I haven’t posted anything since June 27. Have you missed me?
I hadn’t meant to take all this time off. I’ve just been very busy. Since May, we’ve been back at work on the NHL Official Guide & Record Book, which is scheduled to head to the printer around the middle of next week. In addition, since about this time last summer, I’ve been working on 11 different book projects for five different publishers. Only one has come out so far. The others have, in some form or another, kept me busy all summer. A couple of them still aren’t done. (One of my brothers is always commenting that “I must be rich.” Sadly, all I am is busy!)

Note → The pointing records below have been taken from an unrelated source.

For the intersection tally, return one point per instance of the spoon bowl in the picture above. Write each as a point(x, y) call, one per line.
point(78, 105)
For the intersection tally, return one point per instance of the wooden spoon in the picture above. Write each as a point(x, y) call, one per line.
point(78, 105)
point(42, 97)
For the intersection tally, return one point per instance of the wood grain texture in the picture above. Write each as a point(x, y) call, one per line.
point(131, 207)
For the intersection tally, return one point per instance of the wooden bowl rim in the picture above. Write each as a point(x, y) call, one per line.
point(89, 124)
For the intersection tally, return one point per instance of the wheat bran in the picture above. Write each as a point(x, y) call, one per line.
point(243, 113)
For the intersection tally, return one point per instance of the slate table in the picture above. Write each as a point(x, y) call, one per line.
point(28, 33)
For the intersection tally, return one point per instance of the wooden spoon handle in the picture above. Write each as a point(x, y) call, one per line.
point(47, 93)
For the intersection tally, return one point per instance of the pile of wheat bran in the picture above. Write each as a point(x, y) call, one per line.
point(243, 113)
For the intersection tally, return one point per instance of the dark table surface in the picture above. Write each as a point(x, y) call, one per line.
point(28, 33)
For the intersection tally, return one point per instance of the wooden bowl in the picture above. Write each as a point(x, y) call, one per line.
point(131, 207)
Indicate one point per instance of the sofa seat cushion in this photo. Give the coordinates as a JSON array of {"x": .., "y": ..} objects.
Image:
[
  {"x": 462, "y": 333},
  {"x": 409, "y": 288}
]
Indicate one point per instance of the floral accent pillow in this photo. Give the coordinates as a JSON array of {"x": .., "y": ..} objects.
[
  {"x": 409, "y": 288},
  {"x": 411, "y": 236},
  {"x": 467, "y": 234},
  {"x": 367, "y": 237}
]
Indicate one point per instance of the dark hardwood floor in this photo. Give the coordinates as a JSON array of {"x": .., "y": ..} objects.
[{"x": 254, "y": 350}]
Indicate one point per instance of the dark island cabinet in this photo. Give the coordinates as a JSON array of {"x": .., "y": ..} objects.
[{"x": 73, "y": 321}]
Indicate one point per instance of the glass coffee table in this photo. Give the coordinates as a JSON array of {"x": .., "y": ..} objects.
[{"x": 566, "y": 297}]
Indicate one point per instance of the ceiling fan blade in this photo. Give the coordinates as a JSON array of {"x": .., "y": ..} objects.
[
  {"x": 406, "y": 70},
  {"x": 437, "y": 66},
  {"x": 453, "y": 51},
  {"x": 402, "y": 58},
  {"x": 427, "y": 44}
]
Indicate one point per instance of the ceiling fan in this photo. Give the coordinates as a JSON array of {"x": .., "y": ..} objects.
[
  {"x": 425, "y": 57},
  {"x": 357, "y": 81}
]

It seems the combination of too much work and too little fun following the Blue Jays has meant not enough time for stories on my web site. Tonight (although in reality two nights ago by the time I post this) has actually been the first time all summer that I’ve had a story pop into my mind that I couldn’t shake. So I wrote it down.
This has been a story I’ve been thinking about since June 20 … 2005! At that point, we were nearing the end of the NHL lockout that wiped out the entire 2004-05 season. It was really becoming possible to search newspaper archives on line, and I had been collecting stories on the early history of the Stanley Cup, which would eventually lead to a 2012 book. While doing that, I came across this story in the Edmonton Bulletin from August 18, 1908:
The story goes on to mention that Charles King carried with him a letter from Thomas Shaughnessy, president of the Canadian Pacific Railway, allowing him to walk across the country along the CPR tracks. He carried another letter from the Royal North West Mounted Police stating that he was “not to be molested.”
Something about this really spoke to me. I thought there might be a book in it too. So, within days of coming across the story, I had written to the Canadian Pacific archives in Montreal asking if they had any information on the Shaughnessy letter. They did not. (It’s been a few years since I last followed up, but archivist Jo-anne Colby promised to keep an eye out for anything for me.) An email to the RCMP Heritage Center in Regina also turned up nothing. I later searched through six months of issues of the Montreal Standard on microfilm, figuring that if the newspaper had a stake in this story they would be hyping it all summer long to try and boost their circulation. I found not one word…
Over the next year, I did come across a handful more stories of Charles King, mostly in newspapers in Western Canada, tracking his progress across the country. Some mentioned that King had developed his theories of nutrition and exercise at the Stymana club in Montreal … but I could never find any record of such an establishment existing.
Japanese print displaying the destruction of a Russian ship at Port Arthur,
Manchuria. This image will make more sense if you keep on reading!
Several newspaper all across North America reported that King reached Vancouver on September 14, 1908 — day 137 of his 150-day trek. According to some, he had only earned $120 of the $150 he needed, but he still had 13 days to earn the additional $30. Over the years, I’ve collected stories of his arrival in Vancouver from 11 different newspapers … but I’ve yet to find a single one that followed up to report on whether or not he ever made the money he needed to win the bet. (Eventually, a story in the Vancouver World from Bellingham, Washington, on October 21, 1908, noted that “Charles King, who has just completed a walking trip from Montreal to Vancouver, B.C., winning a wager of $1000, arrived in the town of Nooksack yesterday and has proceeded on his way to Seattle…” so I guess he did earn those extra $30.)
Based on the stories I’d collected, I assumed Charles King must be from Montreal (I’d later find other stories indicating he was actually from Detroit) and that this was a Canadian saga. But more recently, I’ve learned that King’s was a much bigger story. In April of 2015, I found stories in four different newspapers saying that he had left Seattle in March of 1909 to walk to New York … and that this dual crossing of North America was actually part of a bet that began on May 1, 1905 in Port Arthur, Manchuria, in which King had wagered that he could walk around the world within seven years.
I would later come across stories claiming that Charles Addington King was a former war correspondent who had covered the Spanish-American War (1898), the Boer War (1899-1902) and the Russo-Japanese War (1904-1905). Some stories claim that the bet he apparently made with publishing interests in London, England, was for $12,000 in gold.
In stories from the summer of 1909, as King was leaving St. Paul, Minnesota for Chicago en route to New York, he told reporters: “I am now seven months ahead of my schedule, or in other words, I am 5,000 miles to the good.” But I have yet to discover if Charles King made it back to Port Arthur by May 1, 1912. I’ve never even found any stories about him beyond that summer of 1909.